L’amour rend-il intelligent ?

Dans la vie, il y a deux moments différents où l’amour rend intelligent. D’abord, quand nous sommes bébé, avant la parole, ensuite à l’âge du sexe. Au début, s’il n’y a pas autour de nous une enveloppe affective (quelqu’un qui nous touche, parle, toilette, gronde, caresse…), notre cerveau s’atrophie et tous nos développements biologiques et psychologiques s’arrêtent. Les technologies de neuro-imagerie moderne permettent même de mesurer la fonte cérébrale que provoquent l’isolement sensoriel et la carence affective. Il se produit une atrophie des lobes préfrontaux qui empêche, altère ou même supprime le socle neurologique qui paermet en particulier l’anticipation. Une autre zone appelée système limbique s’atrophie aussi, qui setrouve être le support neuronal de la mémoire et des émotions.

En 1985, quand j’ai été invité en Roumanie à réconforter des enfants abandonnés sous Ceaucescu, tout le monde me disait qu’il s’agissait d’encéphalopathes ou d’autistes. Comme j’avais une formation éthologique, je savais qu’une altération sensorielle pouvait provoquer une atrophie de la zone correspondante du cerveau. Tous les scanners alors effectués par Hervé Alain ( qui dirigeait le laboratoire de pharmacologie expérimentale et clinique de l’universite Rennes-I) ont montré des atrophies fronto-limbiques. Un enfant en carence affective ne peut donc ni anticiper ni utiliser sa mémoire puisque son socle neurologique n’a pas été stimulé. Ces enfants roumains ne pouvaient pas faire de phrases, ne pouvaient pas penser, ne pouvaient pas même se représenter le temps… Avant la parole, la nourriture affective est un stimulant cérébral des socles qui permettent la représentation du temps - c’est-à-dire les récits -, les mathématiques, la géométrie…

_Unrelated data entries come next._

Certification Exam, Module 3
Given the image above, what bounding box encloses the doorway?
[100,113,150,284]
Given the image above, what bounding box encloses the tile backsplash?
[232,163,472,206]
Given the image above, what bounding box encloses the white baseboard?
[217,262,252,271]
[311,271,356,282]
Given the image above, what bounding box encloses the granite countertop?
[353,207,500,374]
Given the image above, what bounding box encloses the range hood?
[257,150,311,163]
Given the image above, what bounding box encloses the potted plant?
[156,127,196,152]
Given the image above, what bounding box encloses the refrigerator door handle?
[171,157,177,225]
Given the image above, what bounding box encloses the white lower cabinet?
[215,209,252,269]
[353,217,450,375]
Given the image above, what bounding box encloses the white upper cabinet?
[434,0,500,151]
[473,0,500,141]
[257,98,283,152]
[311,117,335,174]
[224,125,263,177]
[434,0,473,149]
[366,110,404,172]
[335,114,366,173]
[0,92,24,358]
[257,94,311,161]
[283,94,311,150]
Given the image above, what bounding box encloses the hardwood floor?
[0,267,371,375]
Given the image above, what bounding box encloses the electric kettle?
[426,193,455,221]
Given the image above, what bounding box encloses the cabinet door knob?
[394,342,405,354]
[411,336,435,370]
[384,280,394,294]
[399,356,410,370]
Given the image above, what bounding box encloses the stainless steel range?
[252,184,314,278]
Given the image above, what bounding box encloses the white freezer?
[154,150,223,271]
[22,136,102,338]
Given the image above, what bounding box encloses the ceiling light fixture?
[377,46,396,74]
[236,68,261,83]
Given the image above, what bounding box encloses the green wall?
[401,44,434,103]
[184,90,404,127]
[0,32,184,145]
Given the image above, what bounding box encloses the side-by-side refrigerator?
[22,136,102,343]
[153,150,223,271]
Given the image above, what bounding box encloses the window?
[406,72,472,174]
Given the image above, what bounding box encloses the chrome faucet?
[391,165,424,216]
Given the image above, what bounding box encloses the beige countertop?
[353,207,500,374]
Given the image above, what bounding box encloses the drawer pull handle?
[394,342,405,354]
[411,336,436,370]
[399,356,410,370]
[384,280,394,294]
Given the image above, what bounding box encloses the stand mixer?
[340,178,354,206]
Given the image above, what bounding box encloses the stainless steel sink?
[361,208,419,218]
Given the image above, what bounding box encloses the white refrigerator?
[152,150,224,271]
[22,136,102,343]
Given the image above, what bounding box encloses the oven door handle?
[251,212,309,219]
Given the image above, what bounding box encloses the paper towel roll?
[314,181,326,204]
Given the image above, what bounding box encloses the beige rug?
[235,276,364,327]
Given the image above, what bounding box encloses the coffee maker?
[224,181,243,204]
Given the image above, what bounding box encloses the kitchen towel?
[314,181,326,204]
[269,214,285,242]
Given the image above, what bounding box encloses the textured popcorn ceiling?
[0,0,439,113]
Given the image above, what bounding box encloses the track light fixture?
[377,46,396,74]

Le second moment, c’est quand on arrive à l’âge de l’appétance sexuelle. Là, on apprend à aimer d’une nouvelle façon, intense, qui oblige à quitter la première manière d’aimer (maman, papa…). L’amour du sexe nous force à tenter l’aventure de l’exploration d’un autre. Nous sommes obligés d’acquérir l’intelligence d’un autre monde, de développer notre empathie. Or, quand je suis amoureux(se), que se passe-t-il sur le plan biologique ? Eveillé(e) , je ne pense qu’à elle (lui). Et quand je dors, la longueur des phases de mon sommeil paradoxal augmente de 30%. Il se trouve que c’est lors de ces phases que les processus de mémoire sont les mieux incorporés. Autrement dit, quand je suis amoureux d’elle (de lui), le socle biologique de ma mémoire est augmenté de 30% - je peux donc « l’apprendre par cœur» !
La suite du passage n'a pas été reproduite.